Siamo in casa Quaglierini. Una famiglia serena. Orlando stringe a sé la moglie Maria Gloria. «Se venti anni fa – dice – i medici ci avessero prospettato se tenere o meno nostro figlio, non so cosa avremmo riposto. Sappiamo però come avremmo risposto oggi: Dario è per noi un ragazzo meraviglioso. Dobbiamo a lui se siamo cresciuti come genitori, in maturità e sensibilità».
Certo, venti anni a fianco di un portatore di handicap grave non sono uno scherzo. «Abbiamo avuto momenti di sconforto – ammette il padre di Dario – ci è stata molto di aiuto, in questo senso, la sorella. Prima inconsapevolmente: il suo sorriso solare, la sua vivacità, esigevano una risposta e, dunque, anche una reazione; col tempo, poi, consapevolmente, Marta si è inserita perfettamente nelle dinamiche familiari in qualche modo da modificate la presenza del fratello».
Nel libro, Orlando Quaglierini ragiona sulla reazione delle istituzioni (enti locali, scuole) di fronte ad un diversamente abile: interventi tangibili come la fornitura di carrozzine, indennità economiche, trattamenti riabilitativi, cure specialistiche, persino ascensori per l’abbattimento di barriere architettoniche… «interventi che necessitano di una buona legge e della sua copertura finanziaria»; ma il diversamente abile ha anche necessità di un altro tipo di interventi – dice Orlando – le relazioni umane, la qualità dei rapporti: «e questo, non c’è nessuna legge che può garantirli».

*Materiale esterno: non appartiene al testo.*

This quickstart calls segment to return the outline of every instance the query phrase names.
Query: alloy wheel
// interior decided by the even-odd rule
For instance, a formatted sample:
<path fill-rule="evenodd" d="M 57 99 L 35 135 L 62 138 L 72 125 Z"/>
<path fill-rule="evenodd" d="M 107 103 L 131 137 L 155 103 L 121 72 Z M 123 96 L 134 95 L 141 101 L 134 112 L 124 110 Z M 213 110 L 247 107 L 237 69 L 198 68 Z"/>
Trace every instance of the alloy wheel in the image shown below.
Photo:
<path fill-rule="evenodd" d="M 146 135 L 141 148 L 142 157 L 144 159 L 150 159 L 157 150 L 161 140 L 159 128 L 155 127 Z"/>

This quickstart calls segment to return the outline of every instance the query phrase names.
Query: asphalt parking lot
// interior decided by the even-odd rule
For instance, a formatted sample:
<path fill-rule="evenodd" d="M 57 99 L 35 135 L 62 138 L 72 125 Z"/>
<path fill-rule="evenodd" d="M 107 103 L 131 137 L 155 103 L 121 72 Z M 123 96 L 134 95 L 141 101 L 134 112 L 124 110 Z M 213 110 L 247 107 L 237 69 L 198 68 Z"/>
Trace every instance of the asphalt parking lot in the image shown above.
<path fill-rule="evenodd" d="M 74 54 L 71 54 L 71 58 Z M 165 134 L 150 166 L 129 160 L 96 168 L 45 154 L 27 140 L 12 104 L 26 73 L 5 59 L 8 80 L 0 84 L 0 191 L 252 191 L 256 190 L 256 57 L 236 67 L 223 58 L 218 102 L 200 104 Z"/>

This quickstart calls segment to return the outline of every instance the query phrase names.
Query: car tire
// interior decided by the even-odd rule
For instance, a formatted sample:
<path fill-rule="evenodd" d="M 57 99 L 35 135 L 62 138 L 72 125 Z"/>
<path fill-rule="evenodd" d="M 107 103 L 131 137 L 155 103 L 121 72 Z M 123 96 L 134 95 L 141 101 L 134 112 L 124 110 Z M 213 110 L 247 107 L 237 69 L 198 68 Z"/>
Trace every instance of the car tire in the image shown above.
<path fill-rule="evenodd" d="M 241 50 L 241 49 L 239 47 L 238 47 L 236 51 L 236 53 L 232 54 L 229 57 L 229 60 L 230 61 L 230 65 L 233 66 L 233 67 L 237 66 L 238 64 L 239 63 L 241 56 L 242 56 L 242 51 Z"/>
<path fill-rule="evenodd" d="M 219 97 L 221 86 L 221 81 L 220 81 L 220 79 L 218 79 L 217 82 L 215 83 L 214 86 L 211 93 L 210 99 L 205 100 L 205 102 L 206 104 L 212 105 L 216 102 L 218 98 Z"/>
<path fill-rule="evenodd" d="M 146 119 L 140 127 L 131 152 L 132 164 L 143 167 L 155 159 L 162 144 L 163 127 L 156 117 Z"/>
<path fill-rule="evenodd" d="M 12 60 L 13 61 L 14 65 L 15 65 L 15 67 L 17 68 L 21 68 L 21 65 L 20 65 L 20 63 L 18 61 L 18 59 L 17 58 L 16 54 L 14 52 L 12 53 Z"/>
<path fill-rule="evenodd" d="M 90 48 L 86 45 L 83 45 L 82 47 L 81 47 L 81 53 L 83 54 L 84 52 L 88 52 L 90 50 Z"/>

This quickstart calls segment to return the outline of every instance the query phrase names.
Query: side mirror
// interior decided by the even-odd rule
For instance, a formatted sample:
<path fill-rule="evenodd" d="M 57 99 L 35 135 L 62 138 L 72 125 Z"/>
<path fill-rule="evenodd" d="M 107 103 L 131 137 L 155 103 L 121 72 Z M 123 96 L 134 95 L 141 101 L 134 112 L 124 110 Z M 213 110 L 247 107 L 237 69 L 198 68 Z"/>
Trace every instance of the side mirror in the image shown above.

Ne ha beneficiato Dario fino ad oggi? «In alcuni momenti ci siamo sentiti soli. Ma in venti anni abbiamo anche incontrato persone meravigliose: insegnanti, bidelle, logopediste, fisioterapiste, obiettori di coscienza: giovani e medici straordinari, insieme a persone meno straordinarie. Ma, credetemi, in fondo all’espressione il risultato è nettamente positivo».
Orlando cita il libro «Nati due volte»: «I figli diversamente abili nascono due volte: la prima volta è come li fa la natura; la seconda è come li plasma l’amore». Sarà per questo che Dario oggi è «un gran ruffiano. Sereno». «A volte – dice Orlano Quaglierini – ci ritroviamo insieme a famiglie che vivono la nostra stessa situazione. Ci dicono: “ecco i nostri compagni di sventura”. Beh, noi non ci sentiamo puniti dalla vita, né in disgrazia. Ma semplici “compagni di viaggio”».